4. Skema Burden Sharing Berlanjut
Skema ini kemudian dilanjutkan hingga 2022 dengan penyesuaian. Pada 2021-2022, burden sharing lebih terfokus pada pembiayaan public goods seperti kesehatan dan perlindungan sosial. Pemerintah menegaskan bahwa skema ini bersifat sementara.
Sebagai tindak lanjut, Undang-Undang Nomor 4 Tahun 2023 tentang Pengembangan dan Penguatan Sektor Keuangan (P2SK) mempertegas kewenangan BI untuk membeli SBN di pasar perdana hanya jika kondisi krisis sebagaimana dinyatakan oleh Komite Stabilitas Sistem Keuangan (KSSK).

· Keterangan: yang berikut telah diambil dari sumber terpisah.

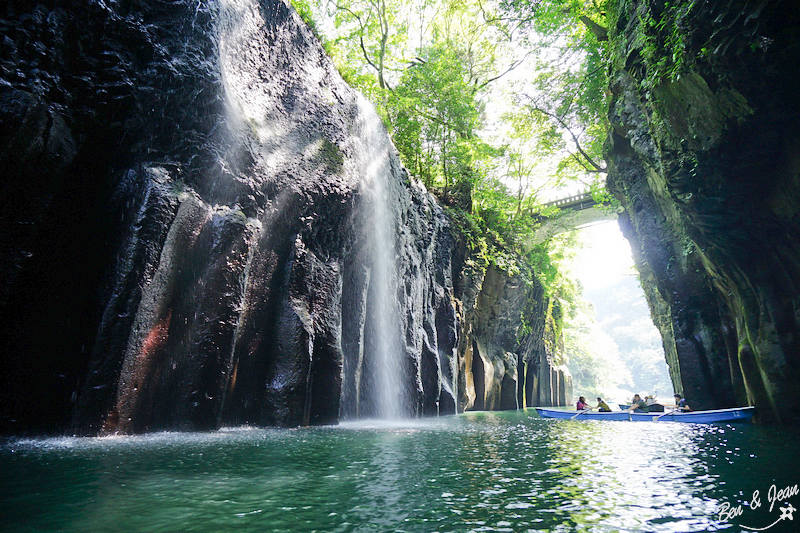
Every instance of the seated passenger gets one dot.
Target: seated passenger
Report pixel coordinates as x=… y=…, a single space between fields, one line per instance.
x=602 y=406
x=681 y=404
x=638 y=405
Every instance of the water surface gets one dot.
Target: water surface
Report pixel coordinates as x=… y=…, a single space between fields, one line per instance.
x=509 y=471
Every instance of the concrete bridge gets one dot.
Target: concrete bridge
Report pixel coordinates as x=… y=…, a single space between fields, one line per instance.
x=575 y=211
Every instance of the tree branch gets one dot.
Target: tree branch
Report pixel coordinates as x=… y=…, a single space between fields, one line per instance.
x=595 y=166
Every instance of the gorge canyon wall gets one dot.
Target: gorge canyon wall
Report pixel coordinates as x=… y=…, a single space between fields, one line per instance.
x=192 y=199
x=704 y=154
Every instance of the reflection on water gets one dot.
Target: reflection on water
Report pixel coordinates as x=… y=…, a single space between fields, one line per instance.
x=475 y=472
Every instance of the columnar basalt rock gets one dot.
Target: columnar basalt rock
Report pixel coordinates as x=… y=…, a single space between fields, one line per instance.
x=188 y=207
x=704 y=160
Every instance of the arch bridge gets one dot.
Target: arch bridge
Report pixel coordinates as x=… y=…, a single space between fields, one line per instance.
x=574 y=212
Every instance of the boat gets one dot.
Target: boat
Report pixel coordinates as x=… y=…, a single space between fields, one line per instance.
x=582 y=415
x=736 y=414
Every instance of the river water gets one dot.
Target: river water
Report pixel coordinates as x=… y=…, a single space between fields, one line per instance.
x=506 y=471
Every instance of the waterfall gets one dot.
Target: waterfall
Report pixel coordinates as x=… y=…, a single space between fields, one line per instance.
x=278 y=142
x=384 y=351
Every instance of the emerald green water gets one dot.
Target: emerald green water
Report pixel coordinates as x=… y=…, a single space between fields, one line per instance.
x=508 y=471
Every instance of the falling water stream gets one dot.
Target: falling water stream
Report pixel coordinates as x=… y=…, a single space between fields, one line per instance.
x=278 y=143
x=384 y=318
x=509 y=471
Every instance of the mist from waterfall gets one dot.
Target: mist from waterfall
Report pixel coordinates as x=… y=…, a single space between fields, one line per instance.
x=383 y=350
x=277 y=143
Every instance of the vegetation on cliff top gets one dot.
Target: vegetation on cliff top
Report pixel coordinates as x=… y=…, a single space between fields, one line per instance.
x=492 y=105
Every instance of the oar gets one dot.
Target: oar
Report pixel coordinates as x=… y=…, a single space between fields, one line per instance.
x=581 y=412
x=655 y=418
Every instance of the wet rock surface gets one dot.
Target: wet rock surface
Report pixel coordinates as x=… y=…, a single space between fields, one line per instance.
x=706 y=166
x=187 y=210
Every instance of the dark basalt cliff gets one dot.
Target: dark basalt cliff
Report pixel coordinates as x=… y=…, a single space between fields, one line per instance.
x=190 y=203
x=704 y=154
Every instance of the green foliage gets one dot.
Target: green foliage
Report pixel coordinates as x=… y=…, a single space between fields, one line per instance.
x=438 y=69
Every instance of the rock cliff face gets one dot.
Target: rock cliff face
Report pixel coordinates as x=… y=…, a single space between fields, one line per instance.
x=192 y=205
x=704 y=154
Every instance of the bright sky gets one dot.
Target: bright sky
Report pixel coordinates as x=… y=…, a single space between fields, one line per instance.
x=605 y=257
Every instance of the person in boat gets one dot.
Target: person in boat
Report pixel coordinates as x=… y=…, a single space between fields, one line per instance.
x=638 y=405
x=602 y=406
x=681 y=404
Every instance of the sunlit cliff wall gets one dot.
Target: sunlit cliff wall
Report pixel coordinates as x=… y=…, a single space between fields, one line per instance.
x=704 y=154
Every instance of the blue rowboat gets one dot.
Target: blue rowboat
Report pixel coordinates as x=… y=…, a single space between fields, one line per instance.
x=588 y=415
x=736 y=414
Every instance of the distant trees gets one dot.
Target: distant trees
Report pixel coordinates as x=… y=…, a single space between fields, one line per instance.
x=500 y=100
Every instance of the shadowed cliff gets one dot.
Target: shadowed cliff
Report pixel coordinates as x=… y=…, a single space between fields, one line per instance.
x=190 y=197
x=703 y=154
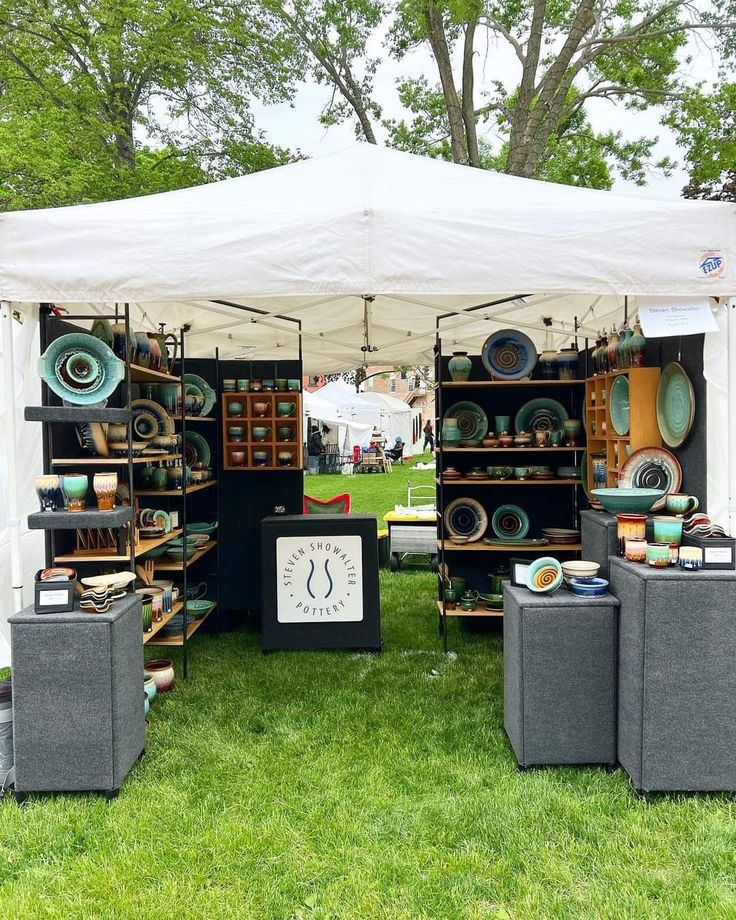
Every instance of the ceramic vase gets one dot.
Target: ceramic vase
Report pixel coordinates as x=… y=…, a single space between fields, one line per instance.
x=548 y=364
x=612 y=350
x=459 y=366
x=450 y=433
x=637 y=347
x=567 y=363
x=105 y=486
x=74 y=487
x=161 y=670
x=47 y=490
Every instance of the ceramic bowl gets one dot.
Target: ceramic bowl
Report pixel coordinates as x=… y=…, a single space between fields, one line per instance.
x=622 y=500
x=161 y=670
x=544 y=575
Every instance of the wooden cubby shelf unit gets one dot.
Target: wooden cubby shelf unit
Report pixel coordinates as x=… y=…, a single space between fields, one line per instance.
x=254 y=416
x=643 y=428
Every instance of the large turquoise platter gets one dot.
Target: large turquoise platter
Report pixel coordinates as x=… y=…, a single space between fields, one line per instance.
x=619 y=405
x=210 y=397
x=472 y=421
x=80 y=368
x=540 y=415
x=466 y=518
x=675 y=405
x=196 y=449
x=509 y=355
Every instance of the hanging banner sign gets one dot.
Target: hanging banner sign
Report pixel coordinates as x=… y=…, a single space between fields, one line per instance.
x=661 y=317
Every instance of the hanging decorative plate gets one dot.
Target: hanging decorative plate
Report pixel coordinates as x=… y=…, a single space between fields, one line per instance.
x=210 y=397
x=80 y=368
x=165 y=421
x=619 y=405
x=540 y=415
x=196 y=449
x=652 y=468
x=465 y=517
x=675 y=405
x=472 y=421
x=510 y=522
x=509 y=355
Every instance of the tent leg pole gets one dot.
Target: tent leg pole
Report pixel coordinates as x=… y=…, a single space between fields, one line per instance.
x=16 y=568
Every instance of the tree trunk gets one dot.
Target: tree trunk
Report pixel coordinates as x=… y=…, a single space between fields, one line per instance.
x=469 y=115
x=438 y=42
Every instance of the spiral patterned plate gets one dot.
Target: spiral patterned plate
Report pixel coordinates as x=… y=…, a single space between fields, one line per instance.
x=675 y=405
x=510 y=522
x=466 y=517
x=509 y=355
x=472 y=422
x=652 y=468
x=544 y=575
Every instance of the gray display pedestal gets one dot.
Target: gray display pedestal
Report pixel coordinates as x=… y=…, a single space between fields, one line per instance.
x=77 y=698
x=559 y=658
x=677 y=677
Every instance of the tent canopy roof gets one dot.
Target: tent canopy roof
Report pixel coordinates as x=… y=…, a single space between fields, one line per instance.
x=313 y=239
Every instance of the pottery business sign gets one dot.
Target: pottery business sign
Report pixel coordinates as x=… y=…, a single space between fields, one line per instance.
x=319 y=579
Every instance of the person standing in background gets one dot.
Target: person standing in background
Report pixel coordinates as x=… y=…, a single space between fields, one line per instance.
x=428 y=437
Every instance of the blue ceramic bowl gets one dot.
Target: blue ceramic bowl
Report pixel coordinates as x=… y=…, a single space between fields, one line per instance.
x=634 y=501
x=589 y=587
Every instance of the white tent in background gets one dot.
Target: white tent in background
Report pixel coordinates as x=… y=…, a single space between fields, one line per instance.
x=360 y=252
x=349 y=431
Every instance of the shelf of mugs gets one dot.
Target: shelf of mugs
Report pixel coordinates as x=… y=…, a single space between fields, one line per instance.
x=520 y=547
x=140 y=374
x=156 y=626
x=478 y=612
x=173 y=565
x=76 y=414
x=192 y=627
x=72 y=520
x=141 y=547
x=192 y=487
x=111 y=461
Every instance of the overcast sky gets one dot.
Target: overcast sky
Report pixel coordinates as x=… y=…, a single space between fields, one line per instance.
x=297 y=125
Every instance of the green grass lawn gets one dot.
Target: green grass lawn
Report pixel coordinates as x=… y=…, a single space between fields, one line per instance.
x=339 y=786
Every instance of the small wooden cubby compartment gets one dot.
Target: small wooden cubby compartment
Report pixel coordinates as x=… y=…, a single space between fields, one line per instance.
x=242 y=449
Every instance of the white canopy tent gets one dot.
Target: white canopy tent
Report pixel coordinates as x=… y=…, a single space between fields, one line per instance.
x=366 y=248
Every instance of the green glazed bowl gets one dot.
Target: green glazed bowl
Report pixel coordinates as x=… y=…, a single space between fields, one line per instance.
x=621 y=501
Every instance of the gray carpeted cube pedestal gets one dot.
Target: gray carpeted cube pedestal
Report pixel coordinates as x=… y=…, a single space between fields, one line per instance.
x=559 y=657
x=77 y=698
x=677 y=677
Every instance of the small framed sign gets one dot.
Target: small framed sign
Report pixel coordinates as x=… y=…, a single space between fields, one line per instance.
x=519 y=568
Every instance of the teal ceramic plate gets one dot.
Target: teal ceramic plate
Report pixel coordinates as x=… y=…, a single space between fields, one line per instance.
x=471 y=420
x=196 y=449
x=540 y=415
x=210 y=397
x=105 y=369
x=619 y=405
x=510 y=522
x=675 y=405
x=165 y=421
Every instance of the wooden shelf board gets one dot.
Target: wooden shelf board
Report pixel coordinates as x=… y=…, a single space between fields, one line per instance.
x=110 y=461
x=146 y=375
x=161 y=623
x=507 y=450
x=510 y=482
x=191 y=629
x=161 y=565
x=192 y=487
x=511 y=383
x=478 y=612
x=511 y=547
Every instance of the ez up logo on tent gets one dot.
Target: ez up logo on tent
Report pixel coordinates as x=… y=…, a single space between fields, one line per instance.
x=712 y=264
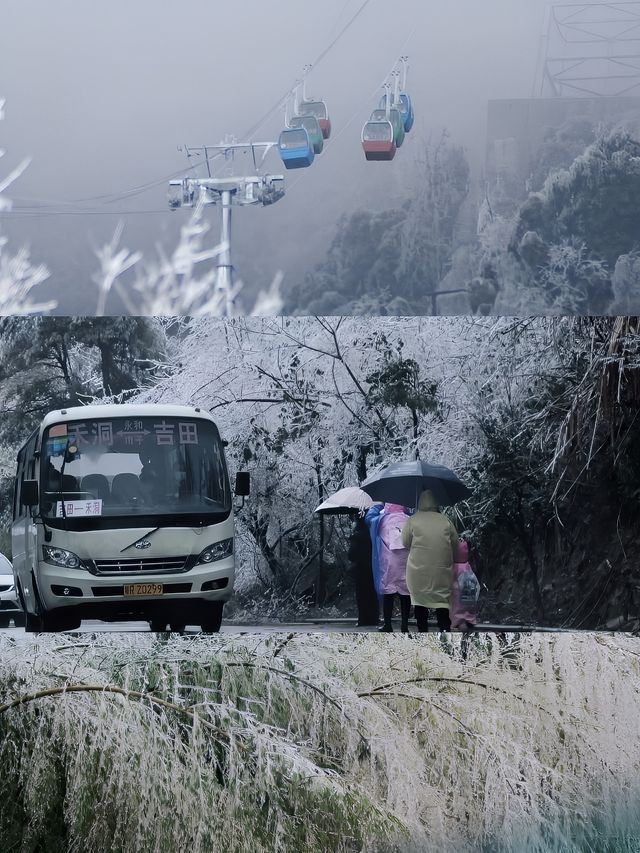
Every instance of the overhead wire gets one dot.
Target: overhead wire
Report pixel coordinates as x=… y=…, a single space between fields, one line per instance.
x=111 y=198
x=352 y=118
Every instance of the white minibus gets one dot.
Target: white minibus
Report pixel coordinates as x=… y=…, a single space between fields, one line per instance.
x=124 y=512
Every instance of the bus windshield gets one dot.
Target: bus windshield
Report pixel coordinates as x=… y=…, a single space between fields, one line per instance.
x=142 y=466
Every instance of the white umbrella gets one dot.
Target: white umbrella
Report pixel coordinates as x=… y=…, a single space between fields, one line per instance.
x=345 y=501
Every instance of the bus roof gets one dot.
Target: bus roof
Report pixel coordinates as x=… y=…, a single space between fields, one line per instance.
x=124 y=410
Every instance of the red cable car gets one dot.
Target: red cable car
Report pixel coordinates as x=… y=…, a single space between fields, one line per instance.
x=378 y=140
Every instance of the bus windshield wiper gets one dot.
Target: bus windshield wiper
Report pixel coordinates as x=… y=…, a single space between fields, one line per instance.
x=60 y=490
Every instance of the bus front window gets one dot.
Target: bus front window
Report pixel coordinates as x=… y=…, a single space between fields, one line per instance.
x=142 y=466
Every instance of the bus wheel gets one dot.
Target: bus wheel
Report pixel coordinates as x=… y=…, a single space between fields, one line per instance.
x=32 y=623
x=59 y=622
x=212 y=617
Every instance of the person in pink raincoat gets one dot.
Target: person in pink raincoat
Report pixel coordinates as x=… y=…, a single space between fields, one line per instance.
x=464 y=591
x=393 y=566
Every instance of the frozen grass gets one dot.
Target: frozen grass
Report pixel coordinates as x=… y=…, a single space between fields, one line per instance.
x=320 y=742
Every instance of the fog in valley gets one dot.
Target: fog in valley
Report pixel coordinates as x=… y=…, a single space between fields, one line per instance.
x=100 y=97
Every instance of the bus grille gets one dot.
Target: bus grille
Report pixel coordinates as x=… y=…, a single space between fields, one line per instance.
x=152 y=566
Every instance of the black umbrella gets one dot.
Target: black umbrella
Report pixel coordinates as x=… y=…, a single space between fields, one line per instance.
x=404 y=482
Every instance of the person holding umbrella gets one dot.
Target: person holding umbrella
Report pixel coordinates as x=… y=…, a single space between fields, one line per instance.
x=390 y=562
x=428 y=535
x=353 y=502
x=431 y=539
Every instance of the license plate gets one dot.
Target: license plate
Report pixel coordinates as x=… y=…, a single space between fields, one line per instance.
x=143 y=589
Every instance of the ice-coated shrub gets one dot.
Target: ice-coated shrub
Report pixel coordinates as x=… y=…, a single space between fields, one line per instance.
x=320 y=742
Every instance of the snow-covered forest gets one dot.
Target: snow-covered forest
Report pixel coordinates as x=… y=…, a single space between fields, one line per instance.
x=561 y=240
x=326 y=743
x=538 y=416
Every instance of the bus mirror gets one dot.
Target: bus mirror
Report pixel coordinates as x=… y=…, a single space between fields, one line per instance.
x=29 y=495
x=243 y=484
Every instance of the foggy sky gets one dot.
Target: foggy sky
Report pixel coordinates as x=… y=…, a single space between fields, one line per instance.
x=101 y=94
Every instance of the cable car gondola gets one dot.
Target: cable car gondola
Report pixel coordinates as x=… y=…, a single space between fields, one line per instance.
x=296 y=150
x=319 y=110
x=378 y=140
x=312 y=126
x=404 y=106
x=393 y=115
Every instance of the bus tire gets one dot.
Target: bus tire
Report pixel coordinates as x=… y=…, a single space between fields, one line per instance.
x=211 y=618
x=55 y=621
x=32 y=623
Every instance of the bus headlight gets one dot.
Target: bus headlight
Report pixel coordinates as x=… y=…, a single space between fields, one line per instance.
x=218 y=551
x=60 y=557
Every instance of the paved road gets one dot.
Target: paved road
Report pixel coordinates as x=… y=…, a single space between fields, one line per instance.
x=326 y=626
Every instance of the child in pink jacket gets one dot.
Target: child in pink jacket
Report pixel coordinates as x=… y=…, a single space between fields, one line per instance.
x=465 y=590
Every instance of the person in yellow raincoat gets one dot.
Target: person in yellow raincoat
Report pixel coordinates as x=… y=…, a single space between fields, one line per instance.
x=431 y=539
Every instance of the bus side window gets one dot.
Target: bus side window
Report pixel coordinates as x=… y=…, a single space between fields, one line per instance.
x=26 y=471
x=17 y=507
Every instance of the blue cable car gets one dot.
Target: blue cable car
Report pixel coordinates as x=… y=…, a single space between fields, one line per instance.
x=296 y=149
x=404 y=106
x=319 y=110
x=396 y=120
x=312 y=126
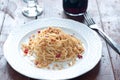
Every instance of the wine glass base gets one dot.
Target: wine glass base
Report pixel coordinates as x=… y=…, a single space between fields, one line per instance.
x=32 y=12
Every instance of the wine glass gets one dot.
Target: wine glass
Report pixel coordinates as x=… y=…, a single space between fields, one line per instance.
x=32 y=9
x=8 y=7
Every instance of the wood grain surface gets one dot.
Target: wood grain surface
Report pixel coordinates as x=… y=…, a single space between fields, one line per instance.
x=106 y=14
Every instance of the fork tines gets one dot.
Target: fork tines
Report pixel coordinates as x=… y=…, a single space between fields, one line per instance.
x=88 y=19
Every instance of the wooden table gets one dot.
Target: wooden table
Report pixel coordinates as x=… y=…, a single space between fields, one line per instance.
x=106 y=14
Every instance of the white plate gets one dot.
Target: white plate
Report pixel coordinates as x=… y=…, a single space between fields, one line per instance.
x=90 y=39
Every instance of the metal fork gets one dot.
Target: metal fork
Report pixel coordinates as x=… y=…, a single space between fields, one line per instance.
x=94 y=27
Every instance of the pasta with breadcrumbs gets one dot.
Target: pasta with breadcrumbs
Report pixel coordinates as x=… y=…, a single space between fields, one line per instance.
x=52 y=45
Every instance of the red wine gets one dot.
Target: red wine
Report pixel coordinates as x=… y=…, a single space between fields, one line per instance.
x=75 y=6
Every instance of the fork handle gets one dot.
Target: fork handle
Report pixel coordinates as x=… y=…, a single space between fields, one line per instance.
x=112 y=43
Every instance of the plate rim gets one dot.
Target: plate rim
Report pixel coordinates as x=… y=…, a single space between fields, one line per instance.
x=32 y=22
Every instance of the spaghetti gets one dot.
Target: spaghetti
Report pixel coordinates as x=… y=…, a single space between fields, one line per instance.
x=52 y=45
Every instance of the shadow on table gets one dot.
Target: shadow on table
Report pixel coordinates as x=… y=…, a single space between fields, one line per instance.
x=91 y=75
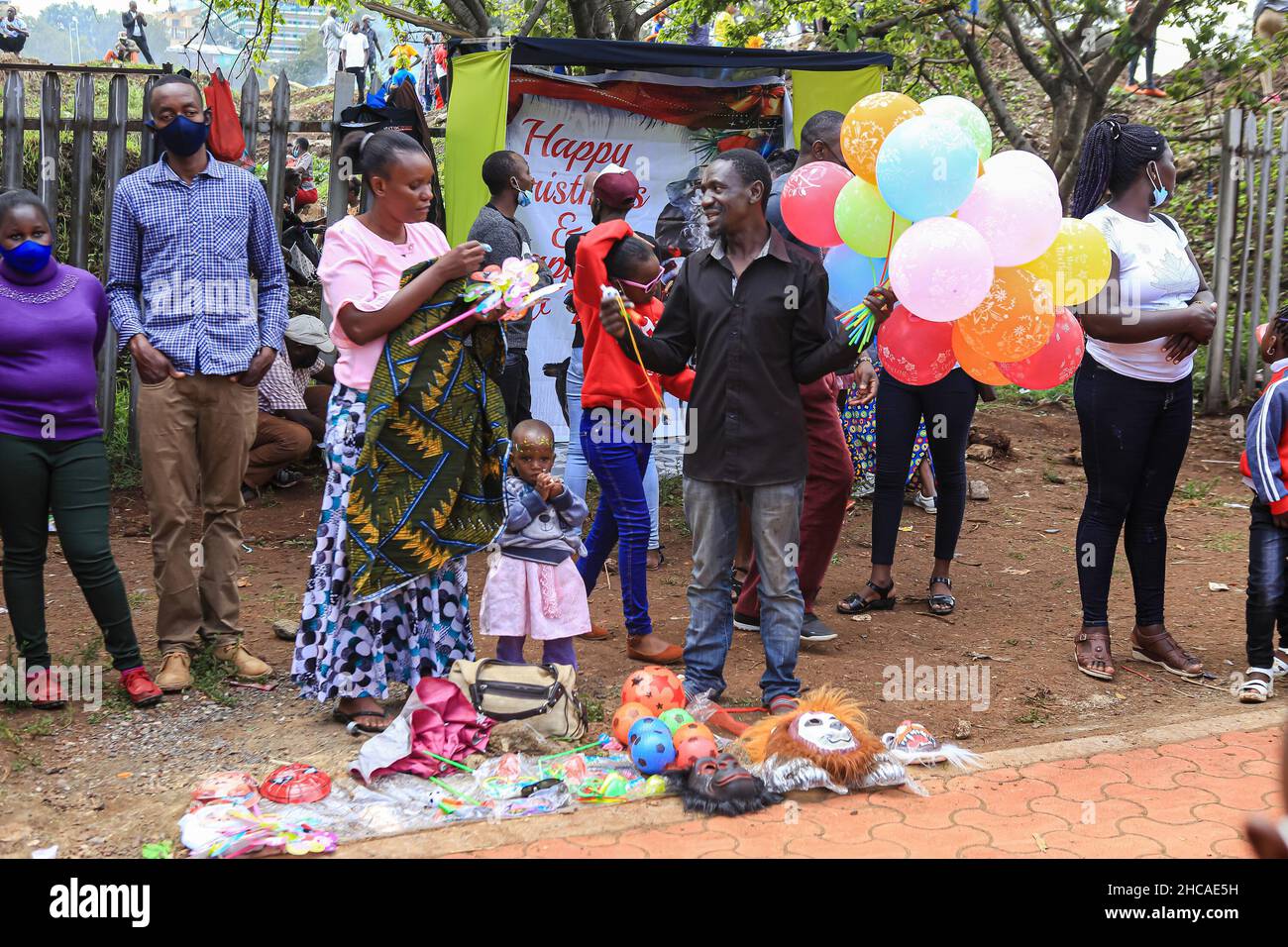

Berdasarkan Laporan Hasil Pemeriksaan (LHP) Atas Laporan Keuangan Pemerintah Pusat (LKPP) Tahun 2021, tercatat dari penerbitan SBN dalam rangka SKB II dan SKB III, terdapat SBN berupa SUN seri Variable Rate (VR) yang khusus dijual kepada BI di pasar perdana dengan total nilai sebesar Rp612,56 triliun.
Total jatuh tempo utang-utang tersebut mulai sebesar Rp100 triliun pada 2025, Rp154,5 triliun pada 2026, Rp154,5 triliun pada 2027, Rp152,06 triliun pada 2028, dan Rp51,5 triliun pada 2029.
Dengan demikian, skema burden sharing tidak lagi berjalan otomatis, melainkan hanya dapat diaktifkan jika situasi luar biasa kembali terjadi.
5. Burden Sharing Era Prabowo untuk 2 Program Prioritas
Skema burden sharing pada era pemerintahan Presiden Prabowo Subianto saat ini dilakukan untuk mendukung pembiayaan dua program prioritas pemerintah, yakni Program Perumahan Rakyat dan Program Koperasi Desa Merah Putih. Pembagian beban bunga dilakukan secara proporsional 50:50.
Dengan demikian, pemerintah dan BI masing-masing menanggung bunga sekitar 2,9% untuk program perumahan rakyat dan 2,15% untuk program Koperasi Desa/Kelurahan Merah Putih, sebagaimana dicontohkan Gubernur BI Perry Warjiyo.
"Kami sampaikan sampai dengan kemarin [Senin 1 September 2025] kami sudah membeli SBN Rp200 triliun dan itu konsisten dengan kami memang mau ekspansif kebijakan moneternya. Penurunan suku bunga dan kemudian kami ekspansif menambah likuiditas dengan cara membeli SBN dari pasar sekunder sesuai kaidah-kaidah kebijakan moneter," jelas Perry.
Dalam pelaksanaannya, pembagian beban dilakukan dalam bentuk pemberian tambahan bunga terhadap rekening Pemerintah yang ada di Bank Indonesia sejalan dengan peran Bank Indonesia sebagai pemegang kas Pemerintah sebagaimana Pasal 52 Undang Undang Bank Indonesia No. 23 Tahun 1999 sebagaimana terakhir diubah dengan UU No. 4 Tahun 2023 tentang P2SK juncto Pasal 22 serta selaras dengan Pasal 23 UU No. 1 Tahun 2004 tentang Perbendaharaan Negara.
Selain itu, besaran tambahan beban bunga oleh BI kepada pemerintah tetap konsisten dengan program moneter untuk menjaga stabilitas perekonomian dan bersinergi untuk memberikan ruang fiskal dalam mendorong pertumbuhan ekonomi nasional dan meringankan beban rakyat.